Greater accuracy in clinical descriptions combined with advances in muscle histology and immunology have established that inflammatory myopathies (IMs), similarly to inflammatory rheumatic diseases, constitute a highly heterogeneous group of conditions. The topographic distribution, severity, and tempo of onset of the myopathy vary widely, and the histological findings distinguish at least five different profiles, which may reflect different pathophysiological processes.
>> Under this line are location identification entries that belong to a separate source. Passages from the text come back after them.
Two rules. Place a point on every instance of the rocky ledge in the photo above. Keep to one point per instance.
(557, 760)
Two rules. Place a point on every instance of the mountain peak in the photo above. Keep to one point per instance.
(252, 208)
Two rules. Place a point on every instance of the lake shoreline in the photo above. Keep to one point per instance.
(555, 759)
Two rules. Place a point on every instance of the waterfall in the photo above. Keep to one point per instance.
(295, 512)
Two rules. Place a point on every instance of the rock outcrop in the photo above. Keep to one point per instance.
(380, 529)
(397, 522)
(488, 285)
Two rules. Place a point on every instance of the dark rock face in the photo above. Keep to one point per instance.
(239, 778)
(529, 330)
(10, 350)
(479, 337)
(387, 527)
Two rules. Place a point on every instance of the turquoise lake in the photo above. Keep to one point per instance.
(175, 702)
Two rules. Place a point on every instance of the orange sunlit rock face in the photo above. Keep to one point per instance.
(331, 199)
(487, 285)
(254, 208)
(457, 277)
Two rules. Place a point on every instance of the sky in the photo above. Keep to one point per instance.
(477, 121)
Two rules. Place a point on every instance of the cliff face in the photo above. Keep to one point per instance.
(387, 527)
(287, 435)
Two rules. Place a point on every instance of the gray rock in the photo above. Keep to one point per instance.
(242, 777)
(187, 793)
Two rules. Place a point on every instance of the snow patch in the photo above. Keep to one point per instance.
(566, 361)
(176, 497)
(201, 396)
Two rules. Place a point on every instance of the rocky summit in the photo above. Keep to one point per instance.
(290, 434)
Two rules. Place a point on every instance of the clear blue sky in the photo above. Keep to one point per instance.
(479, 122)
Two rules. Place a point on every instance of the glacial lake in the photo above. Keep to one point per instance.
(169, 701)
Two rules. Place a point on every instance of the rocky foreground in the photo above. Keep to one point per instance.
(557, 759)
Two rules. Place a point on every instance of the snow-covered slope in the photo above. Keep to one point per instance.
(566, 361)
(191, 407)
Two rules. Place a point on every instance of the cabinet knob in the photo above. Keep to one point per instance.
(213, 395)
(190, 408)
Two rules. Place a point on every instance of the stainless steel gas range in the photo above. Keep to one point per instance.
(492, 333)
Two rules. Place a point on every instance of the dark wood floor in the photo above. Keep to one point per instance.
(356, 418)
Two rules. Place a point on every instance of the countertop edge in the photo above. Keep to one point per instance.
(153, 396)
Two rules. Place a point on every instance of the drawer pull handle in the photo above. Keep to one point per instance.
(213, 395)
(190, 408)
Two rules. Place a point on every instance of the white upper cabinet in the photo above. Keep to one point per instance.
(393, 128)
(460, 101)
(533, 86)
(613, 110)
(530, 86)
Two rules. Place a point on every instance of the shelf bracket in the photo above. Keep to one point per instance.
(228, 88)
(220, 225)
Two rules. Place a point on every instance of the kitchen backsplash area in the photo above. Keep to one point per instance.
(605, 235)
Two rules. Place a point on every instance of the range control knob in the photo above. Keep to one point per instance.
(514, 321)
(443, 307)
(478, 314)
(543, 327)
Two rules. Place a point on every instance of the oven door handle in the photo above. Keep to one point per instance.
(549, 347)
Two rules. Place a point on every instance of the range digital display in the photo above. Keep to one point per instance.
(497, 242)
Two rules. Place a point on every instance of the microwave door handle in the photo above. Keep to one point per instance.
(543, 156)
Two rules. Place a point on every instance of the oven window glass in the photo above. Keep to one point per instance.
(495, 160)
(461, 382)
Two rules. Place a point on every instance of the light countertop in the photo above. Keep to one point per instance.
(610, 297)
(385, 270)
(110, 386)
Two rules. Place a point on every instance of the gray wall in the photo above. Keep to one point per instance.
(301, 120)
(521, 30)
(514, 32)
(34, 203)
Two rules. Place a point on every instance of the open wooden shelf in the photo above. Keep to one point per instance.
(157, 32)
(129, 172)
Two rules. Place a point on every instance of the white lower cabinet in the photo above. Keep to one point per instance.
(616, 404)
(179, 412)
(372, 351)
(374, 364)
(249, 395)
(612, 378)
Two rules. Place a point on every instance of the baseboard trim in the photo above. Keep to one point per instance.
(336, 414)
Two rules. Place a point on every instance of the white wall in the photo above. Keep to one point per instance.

Most IMs are connective tissue diseases that can affect multiple organs, among which the most common targets are the skin, joints, and lungs. The extramuscular manifestations may antedate the muscular involvement and should therefore suggest a diagnosis of IM even in the absence of obvious muscle disease. About 20 different autoantibodies have been identified in patients with IM. Some are mutually exclusive and associated with specific combinations of clinical manifestations. Following the model of antisynthetase syndrome, about 10 syndromes associated with autoantibodies specific of IM have been identified. Thus, polymyositis is now emerging as a rare entity that is often mistaken for more recently described patterns of IM. No consensus exists to date about the classification of IMs. Nevertheless, the clinical manifestations, autoantibody profile, and muscle histology can be used to distinguish patient subgroups with fairly homogeneous patterns of complications, treatment responses, and outcomes. These subgroups are also characterized by specific genetic and environmental factors. The advances made in the nosology of IMs have benefited the diagnosis, personalization of treatment strategies, and understanding of pathophysiological mechanisms. They can be expected to assist in the development of specific treatments.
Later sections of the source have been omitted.